Após constatar essa mudança de comportamento sexual dos insetos em condições naturais, o grupo da Esalq fez uma parceria com colegas canadenses do Departamento de Biologia da University of Western Ontario para realizar novos ensaios comportamentais em laboratório, mais precisamente em uma câmara barométrica de grandes dimensões, que permite controlar a pressão atmosférica, além da temperatura, umidade e luz.
Segundo Bento, os testes conduzidos sob controle de pressão comprovaram as observações feitas em condições naturais.
Fênomeno extensivo
De acordo com o pesquisador, o fato de as três espécies de insetos analisadas no estudo terem modificado o comportamento sexual em resposta às alterações na pressão do ar sugere que o fenômeno pode ser extensivo, de maneira geral, às demais espécies de insetos, e que esses animais são adaptados para enfrentar as más condições meteorológicas.
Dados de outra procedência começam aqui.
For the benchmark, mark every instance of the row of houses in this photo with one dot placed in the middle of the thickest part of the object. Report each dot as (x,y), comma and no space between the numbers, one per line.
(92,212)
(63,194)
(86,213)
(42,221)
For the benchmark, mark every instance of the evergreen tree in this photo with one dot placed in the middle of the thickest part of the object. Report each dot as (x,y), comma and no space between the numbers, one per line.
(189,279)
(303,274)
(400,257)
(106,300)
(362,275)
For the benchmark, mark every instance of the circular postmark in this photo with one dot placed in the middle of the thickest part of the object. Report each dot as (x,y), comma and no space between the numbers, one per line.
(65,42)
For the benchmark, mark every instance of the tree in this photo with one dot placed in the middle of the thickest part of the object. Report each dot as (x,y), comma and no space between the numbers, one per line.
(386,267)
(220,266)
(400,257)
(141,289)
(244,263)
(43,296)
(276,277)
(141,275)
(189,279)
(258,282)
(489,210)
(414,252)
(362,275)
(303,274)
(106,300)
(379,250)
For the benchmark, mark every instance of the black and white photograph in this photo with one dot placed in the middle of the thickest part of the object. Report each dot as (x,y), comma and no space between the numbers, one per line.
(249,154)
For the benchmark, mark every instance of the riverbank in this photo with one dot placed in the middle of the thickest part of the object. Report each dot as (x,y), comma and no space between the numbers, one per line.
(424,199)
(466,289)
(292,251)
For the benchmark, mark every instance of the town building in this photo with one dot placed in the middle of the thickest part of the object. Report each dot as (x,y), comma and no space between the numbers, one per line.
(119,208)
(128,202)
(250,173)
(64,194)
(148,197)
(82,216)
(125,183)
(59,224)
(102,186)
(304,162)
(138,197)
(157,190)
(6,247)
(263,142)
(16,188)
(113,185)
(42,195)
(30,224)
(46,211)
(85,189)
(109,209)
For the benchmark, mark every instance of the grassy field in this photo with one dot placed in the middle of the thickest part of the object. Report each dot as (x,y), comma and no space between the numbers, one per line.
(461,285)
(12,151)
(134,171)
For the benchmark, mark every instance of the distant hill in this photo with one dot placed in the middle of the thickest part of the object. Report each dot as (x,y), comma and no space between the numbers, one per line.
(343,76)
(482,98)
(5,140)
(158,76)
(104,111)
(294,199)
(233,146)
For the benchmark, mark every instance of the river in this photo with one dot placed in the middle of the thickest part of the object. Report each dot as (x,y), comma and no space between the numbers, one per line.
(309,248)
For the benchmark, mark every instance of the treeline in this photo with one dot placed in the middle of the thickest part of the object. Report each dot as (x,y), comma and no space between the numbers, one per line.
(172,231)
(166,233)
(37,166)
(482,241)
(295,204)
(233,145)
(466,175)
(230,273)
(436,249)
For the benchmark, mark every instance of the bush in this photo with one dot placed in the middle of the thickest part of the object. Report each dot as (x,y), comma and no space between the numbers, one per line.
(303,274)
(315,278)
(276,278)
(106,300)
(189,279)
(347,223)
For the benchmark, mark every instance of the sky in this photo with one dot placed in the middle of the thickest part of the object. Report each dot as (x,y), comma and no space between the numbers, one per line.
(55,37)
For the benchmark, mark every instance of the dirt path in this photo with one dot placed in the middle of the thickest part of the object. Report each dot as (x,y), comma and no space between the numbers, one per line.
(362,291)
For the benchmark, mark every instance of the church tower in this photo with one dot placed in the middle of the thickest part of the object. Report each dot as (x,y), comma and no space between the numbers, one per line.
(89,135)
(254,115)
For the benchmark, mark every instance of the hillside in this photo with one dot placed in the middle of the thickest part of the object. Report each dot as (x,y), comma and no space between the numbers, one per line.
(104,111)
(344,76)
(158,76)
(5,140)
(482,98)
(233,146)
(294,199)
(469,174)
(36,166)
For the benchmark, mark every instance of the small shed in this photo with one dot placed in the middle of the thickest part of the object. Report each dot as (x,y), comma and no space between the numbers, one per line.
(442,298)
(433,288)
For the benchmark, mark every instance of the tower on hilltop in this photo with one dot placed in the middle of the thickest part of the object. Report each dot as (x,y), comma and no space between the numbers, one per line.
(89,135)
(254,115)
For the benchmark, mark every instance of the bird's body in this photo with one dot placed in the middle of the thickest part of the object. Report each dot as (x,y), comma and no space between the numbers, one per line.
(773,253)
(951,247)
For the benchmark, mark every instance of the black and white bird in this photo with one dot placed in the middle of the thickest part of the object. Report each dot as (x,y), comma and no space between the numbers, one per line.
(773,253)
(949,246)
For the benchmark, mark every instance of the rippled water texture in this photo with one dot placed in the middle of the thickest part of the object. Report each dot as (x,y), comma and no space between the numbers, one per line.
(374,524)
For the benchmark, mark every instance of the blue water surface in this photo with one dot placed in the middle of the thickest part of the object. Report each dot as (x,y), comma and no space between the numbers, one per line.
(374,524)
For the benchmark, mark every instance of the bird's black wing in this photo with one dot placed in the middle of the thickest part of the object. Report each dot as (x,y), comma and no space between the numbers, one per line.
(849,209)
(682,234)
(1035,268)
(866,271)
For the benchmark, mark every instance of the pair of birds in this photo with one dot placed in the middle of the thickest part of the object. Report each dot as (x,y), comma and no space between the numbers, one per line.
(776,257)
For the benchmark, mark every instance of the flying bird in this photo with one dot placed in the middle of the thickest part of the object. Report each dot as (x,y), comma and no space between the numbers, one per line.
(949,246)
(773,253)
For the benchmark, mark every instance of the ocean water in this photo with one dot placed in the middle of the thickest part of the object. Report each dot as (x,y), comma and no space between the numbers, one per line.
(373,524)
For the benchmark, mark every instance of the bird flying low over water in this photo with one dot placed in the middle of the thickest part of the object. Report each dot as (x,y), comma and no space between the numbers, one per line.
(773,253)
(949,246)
“Já havia outros trabalhos científicos sugerindo mudanças de comportamento de animais em função das mudanças no tempo, mas foram realizados com uma única espécie, especificamente, e não poderiam ser generalizados para as demais espécies do grupo”, disse Bento.
“Nosso estudo demonstrou que, no caso dos insetos, esse fenômeno parece ser extensivo às outras espécies”, afirmou.
O grupo de pesquisadores da Esalq investiga agora os mecanismos que os insetos utilizam para detectar mudanças na pressão atmosférica e desenvolver o comportamento adaptativo de interromper o acasalamento ao pressentir mudanças no tempo.